Теперь его уже не было видно, потому что вокруг него была толпа. Из-за форганга выбежал доктор, и толпа расступилась, пропуская его туда, в середину. За доктором бежал фоторепортер, и я усмехнулся про себя, увидев то нетерпение и любопытство, которые были написаны на его лице.
Я спрятал камеру, застегнул футляр и пошел к выходу, продираясь сквозь ошалелую толпу. Я был совсем трезвый, только ноги чуть-чуть отяжелели, а голова была необыкновенно свежая.
За форгангом было тихо и пусто — все убежали туда. Где-то рядом ржали покинутые лошади: лошади всегда чувствуют смерть.
За перегородкой стояла Люси. Она забилась в угол и смотрела на арену сквозь дыру в форганге. Я не заметил, когда она успела спуститься, и удивился, почему она здесь, а не там, около него. Впрочем, теперь мне было наплевать на это.

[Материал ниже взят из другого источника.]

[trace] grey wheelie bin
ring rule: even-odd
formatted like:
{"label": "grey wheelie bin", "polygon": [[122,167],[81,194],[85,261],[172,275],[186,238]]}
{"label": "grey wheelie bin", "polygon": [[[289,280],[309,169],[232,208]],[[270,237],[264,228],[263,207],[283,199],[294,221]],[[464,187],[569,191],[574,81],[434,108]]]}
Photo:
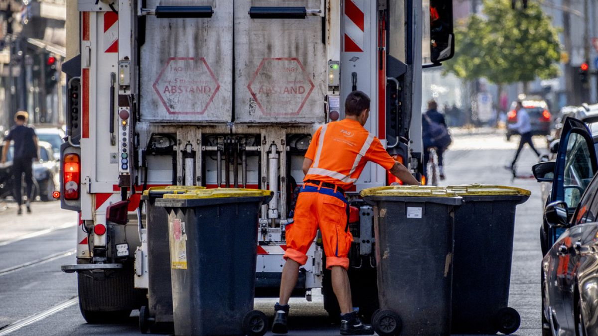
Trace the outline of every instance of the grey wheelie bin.
{"label": "grey wheelie bin", "polygon": [[515,209],[530,193],[497,185],[447,189],[463,198],[454,213],[453,333],[514,332],[521,319],[508,304]]}
{"label": "grey wheelie bin", "polygon": [[449,335],[453,215],[462,201],[439,187],[382,187],[361,191],[374,207],[382,336]]}
{"label": "grey wheelie bin", "polygon": [[253,310],[258,213],[270,191],[218,188],[156,200],[169,213],[176,335],[257,335]]}
{"label": "grey wheelie bin", "polygon": [[157,331],[172,329],[172,292],[169,258],[168,213],[155,206],[155,200],[165,194],[184,193],[205,187],[169,185],[152,187],[144,191],[141,201],[145,207],[147,230],[148,306],[139,308],[139,329],[146,334],[154,326]]}

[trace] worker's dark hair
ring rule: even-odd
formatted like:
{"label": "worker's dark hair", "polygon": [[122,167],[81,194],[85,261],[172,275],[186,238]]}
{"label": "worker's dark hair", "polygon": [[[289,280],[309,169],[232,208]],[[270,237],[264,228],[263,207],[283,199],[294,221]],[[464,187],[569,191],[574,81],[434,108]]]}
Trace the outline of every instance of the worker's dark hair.
{"label": "worker's dark hair", "polygon": [[370,97],[361,91],[349,94],[344,101],[344,113],[348,115],[359,115],[361,111],[370,108]]}
{"label": "worker's dark hair", "polygon": [[14,115],[14,120],[20,121],[26,121],[29,114],[24,111],[20,111]]}

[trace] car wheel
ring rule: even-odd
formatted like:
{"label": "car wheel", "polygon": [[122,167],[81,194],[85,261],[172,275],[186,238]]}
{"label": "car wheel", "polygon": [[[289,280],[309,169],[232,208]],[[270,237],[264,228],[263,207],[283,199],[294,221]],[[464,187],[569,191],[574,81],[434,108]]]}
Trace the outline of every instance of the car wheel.
{"label": "car wheel", "polygon": [[542,336],[553,336],[552,328],[550,328],[550,321],[547,318],[546,313],[546,280],[544,279],[544,271],[541,268],[541,277],[542,279]]}
{"label": "car wheel", "polygon": [[575,308],[575,334],[577,336],[587,336],[585,332],[585,322],[584,321],[584,314],[581,310],[581,300],[577,298],[577,305]]}

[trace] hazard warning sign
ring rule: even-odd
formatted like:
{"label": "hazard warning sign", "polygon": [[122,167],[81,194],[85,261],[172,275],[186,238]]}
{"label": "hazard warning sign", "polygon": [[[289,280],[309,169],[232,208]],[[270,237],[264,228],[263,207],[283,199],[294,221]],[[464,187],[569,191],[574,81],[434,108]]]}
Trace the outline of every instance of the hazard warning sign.
{"label": "hazard warning sign", "polygon": [[203,114],[220,84],[203,57],[170,57],[154,83],[170,114]]}
{"label": "hazard warning sign", "polygon": [[266,115],[299,114],[314,87],[296,57],[264,58],[247,85]]}

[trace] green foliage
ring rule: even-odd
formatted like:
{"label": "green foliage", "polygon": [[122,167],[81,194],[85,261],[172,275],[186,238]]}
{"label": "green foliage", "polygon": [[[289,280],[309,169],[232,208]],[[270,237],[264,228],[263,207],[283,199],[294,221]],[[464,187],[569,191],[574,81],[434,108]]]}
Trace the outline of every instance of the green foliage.
{"label": "green foliage", "polygon": [[557,30],[539,4],[513,10],[510,0],[484,0],[483,14],[456,25],[455,56],[444,63],[446,72],[499,85],[559,75]]}

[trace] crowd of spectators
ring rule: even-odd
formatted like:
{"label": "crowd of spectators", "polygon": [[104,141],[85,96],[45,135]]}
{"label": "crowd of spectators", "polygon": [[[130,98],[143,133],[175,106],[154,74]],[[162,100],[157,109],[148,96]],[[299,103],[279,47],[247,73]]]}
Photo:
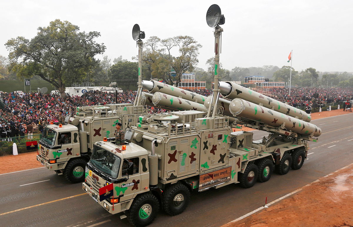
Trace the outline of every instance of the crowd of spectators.
{"label": "crowd of spectators", "polygon": [[[342,103],[353,99],[352,88],[294,87],[291,88],[273,88],[268,89],[267,94],[283,103],[294,107],[305,106],[313,104],[324,104],[332,103]],[[313,98],[313,94],[317,93],[318,97]]]}
{"label": "crowd of spectators", "polygon": [[[208,89],[191,91],[206,96],[210,95],[212,92],[211,90]],[[313,103],[324,104],[353,99],[352,88],[291,88],[290,96],[288,95],[288,88],[271,88],[267,92],[267,94],[270,94],[274,98],[283,102],[287,102],[294,107],[304,106]],[[315,93],[319,94],[318,97],[313,99],[312,94]],[[118,103],[133,103],[136,96],[136,92],[131,91],[119,93]],[[11,125],[14,127],[15,132],[13,132],[12,134],[18,131],[16,129],[19,128],[21,123],[24,125],[31,125],[34,131],[32,133],[41,131],[44,126],[49,122],[57,121],[60,111],[63,112],[64,116],[68,114],[70,107],[71,114],[73,115],[78,106],[105,105],[115,102],[114,93],[98,91],[88,92],[81,97],[68,96],[64,98],[59,95],[36,93],[23,95],[12,92],[3,93],[1,96],[6,106],[0,109],[0,115],[2,117],[0,118],[0,122],[1,125],[7,124],[4,120],[6,119]],[[151,114],[166,111],[156,108],[148,108],[149,112]],[[31,126],[29,128],[32,129]],[[28,132],[27,129],[25,133]]]}

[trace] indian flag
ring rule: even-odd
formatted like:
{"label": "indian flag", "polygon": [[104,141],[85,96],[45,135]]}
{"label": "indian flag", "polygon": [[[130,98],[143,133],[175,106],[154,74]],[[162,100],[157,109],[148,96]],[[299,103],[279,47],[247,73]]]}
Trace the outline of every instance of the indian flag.
{"label": "indian flag", "polygon": [[290,61],[292,59],[291,55],[292,55],[292,51],[291,51],[291,53],[289,53],[289,55],[288,55],[288,61],[287,61],[287,62],[289,62],[289,61]]}

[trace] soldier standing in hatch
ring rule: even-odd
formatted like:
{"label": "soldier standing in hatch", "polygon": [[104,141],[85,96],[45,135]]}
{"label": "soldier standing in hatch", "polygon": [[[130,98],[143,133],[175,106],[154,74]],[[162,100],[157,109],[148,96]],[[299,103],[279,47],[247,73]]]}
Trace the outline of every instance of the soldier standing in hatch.
{"label": "soldier standing in hatch", "polygon": [[65,122],[65,118],[62,116],[62,111],[59,110],[59,116],[58,117],[58,121],[59,124],[62,124]]}
{"label": "soldier standing in hatch", "polygon": [[116,129],[114,133],[115,144],[118,145],[123,145],[125,143],[125,133],[121,130],[121,123],[119,122],[116,123],[115,127]]}
{"label": "soldier standing in hatch", "polygon": [[1,141],[6,140],[4,139],[6,138],[6,129],[5,128],[5,124],[0,125],[0,138],[1,138]]}
{"label": "soldier standing in hatch", "polygon": [[7,141],[12,141],[12,138],[11,137],[11,134],[12,132],[11,130],[11,127],[10,127],[11,124],[10,123],[7,123],[6,127],[6,135],[7,137]]}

Она стояла передо мной почти обнаженная, в своем трико с блестками. Вдруг она повернулась и с ненавистью поглядела на меня. Она даже не плакала, только губы ее были искусаны.
— Дождались? — спросила она. — Довольны?
— Я очень сожалею, мадам, — сказал я, подходя к ней. Она криво усмехнулась. — Это было ужасное зрелище, мадам. Я бы не хотел видеть этого второй раз. Я очень сожалею, мадам, что ходил в этот проклятый цирк. Это было ужасно.
— Вот как вы теперь запели!
— Простите, мадам. Завтра утром я должен уехать. Вы, кажется, хотели этого.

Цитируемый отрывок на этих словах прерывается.